The Chamber’s latest Government Affairs Forum featured a special panel discussion – “Fixing & Financing our Broken Public Transit Systems: Lessons from Across the Country” – with some of the top leadership of major transit systems including Craig Stewart of New York City’s MTA, Joe Casey the recently retired general manager of Philadelphia’s SEPTA system, Mortimer Downey the chair of the board of Washington D.C.’s Metro system, and Joe Aiello of the MBTA’s Finance and Management Control Board.
This highly experienced panel shared their insights on the factors that can make or break a transit system such as funding, long-range financial planning, quality of management, talent recruitment and retention, public trust, and positive pressure from the business community. The key takeaways:
1). A well-functioning transit system is a priority for regional economic growth and competing on the global stage. When asked about how a transit system like the MBTA can fall into crisis, the panel pointed things like chronic lack of investment, poor management, and a culture not conducive to implementing preventative measures as contributing factors.
2). Attracting, retaining, and training talent to build a strong management team is vital to moving a system out of crisis and giving it a sustainable future. Joe Aiello pointed to the fact that some of the cost overrun issues plaguing the Green Line extension came from a lack of staff training for the new contracting model. As for attracting the best leadership to run our systems, I asked what public transit general managers were paid in other parts of the country a $400,000 figure was raised, which is far above the MBTA GM pay of $160,000. Ask any major sports team or Fortune 500 company how they build success and they will tell you it’s about investing in top talent.

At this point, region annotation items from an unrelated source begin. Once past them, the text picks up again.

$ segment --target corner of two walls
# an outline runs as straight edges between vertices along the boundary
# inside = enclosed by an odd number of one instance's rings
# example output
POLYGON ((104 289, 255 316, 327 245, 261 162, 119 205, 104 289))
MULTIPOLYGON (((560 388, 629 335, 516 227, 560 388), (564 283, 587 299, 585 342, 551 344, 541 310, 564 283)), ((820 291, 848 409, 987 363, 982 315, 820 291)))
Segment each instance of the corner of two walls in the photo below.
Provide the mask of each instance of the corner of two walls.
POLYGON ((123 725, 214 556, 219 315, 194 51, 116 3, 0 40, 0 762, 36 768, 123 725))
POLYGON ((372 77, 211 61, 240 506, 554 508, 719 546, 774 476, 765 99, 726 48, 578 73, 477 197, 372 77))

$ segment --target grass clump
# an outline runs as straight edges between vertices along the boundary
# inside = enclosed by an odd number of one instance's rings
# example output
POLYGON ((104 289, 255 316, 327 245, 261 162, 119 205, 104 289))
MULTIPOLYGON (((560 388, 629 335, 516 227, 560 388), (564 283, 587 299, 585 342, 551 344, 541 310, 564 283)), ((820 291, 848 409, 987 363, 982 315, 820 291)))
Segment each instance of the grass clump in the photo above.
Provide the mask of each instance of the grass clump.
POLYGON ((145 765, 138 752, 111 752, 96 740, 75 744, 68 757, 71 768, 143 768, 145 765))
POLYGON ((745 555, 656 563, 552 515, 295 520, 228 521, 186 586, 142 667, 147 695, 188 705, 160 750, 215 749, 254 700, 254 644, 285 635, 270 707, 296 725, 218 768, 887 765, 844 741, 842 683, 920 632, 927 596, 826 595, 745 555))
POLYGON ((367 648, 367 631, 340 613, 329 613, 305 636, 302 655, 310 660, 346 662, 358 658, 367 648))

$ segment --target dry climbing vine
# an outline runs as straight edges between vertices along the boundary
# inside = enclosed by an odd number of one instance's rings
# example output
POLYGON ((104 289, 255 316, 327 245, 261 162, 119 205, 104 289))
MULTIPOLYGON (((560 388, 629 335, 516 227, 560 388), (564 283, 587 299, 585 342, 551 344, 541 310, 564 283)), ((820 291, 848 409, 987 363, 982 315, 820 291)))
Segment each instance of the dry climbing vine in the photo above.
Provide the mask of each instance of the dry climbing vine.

3). Widening sources of mass transit funding: New York is currently making news as Governor Cuomo announces major infrastructure enhancement projects. Craig Stewart of New York’s MTA talked about the current and proposed expansion projects for Manhattan’s subway system and said that finding new, innovative revenue sources such as value capture need to be explored for these projects. Mortimer Downey added that there were districts in the Washington D.C. Metro area that supported a regional tax for specific transportation projects that are now delivering significant economic impact. The panel agreed that the main areas of investment in a transit system are achieving and sustaining a state of good repair, meeting ridership demand, and supporting strategic expansion to encourage economic development.
4). The business community plays a critical role in mass transit. The panel unanimously agreed that having a strong business community voice demanding the best transportation system possible and linking it to job creation and the economy is crucial for public and legislative support. Joe Casey told the audience that the Greater Philadelphia Chamber of Commerce makes it clear to government that businesses look for two things when deciding where to locate: a strong workforce, and the ability of the current transportation system to move people to jobs.
From listening to our members, I know that transportation is a top policy issue for the business community in 2016. In fact many of you are angry about the current state of our transportation system – especially when it comes to the T – and how it affects the economy and your workforce. I can assure you that the Chamber will continue to be a strong voice on this issue and today’s panel discussion was just the beginning of our work to improve our transportation infrastructure.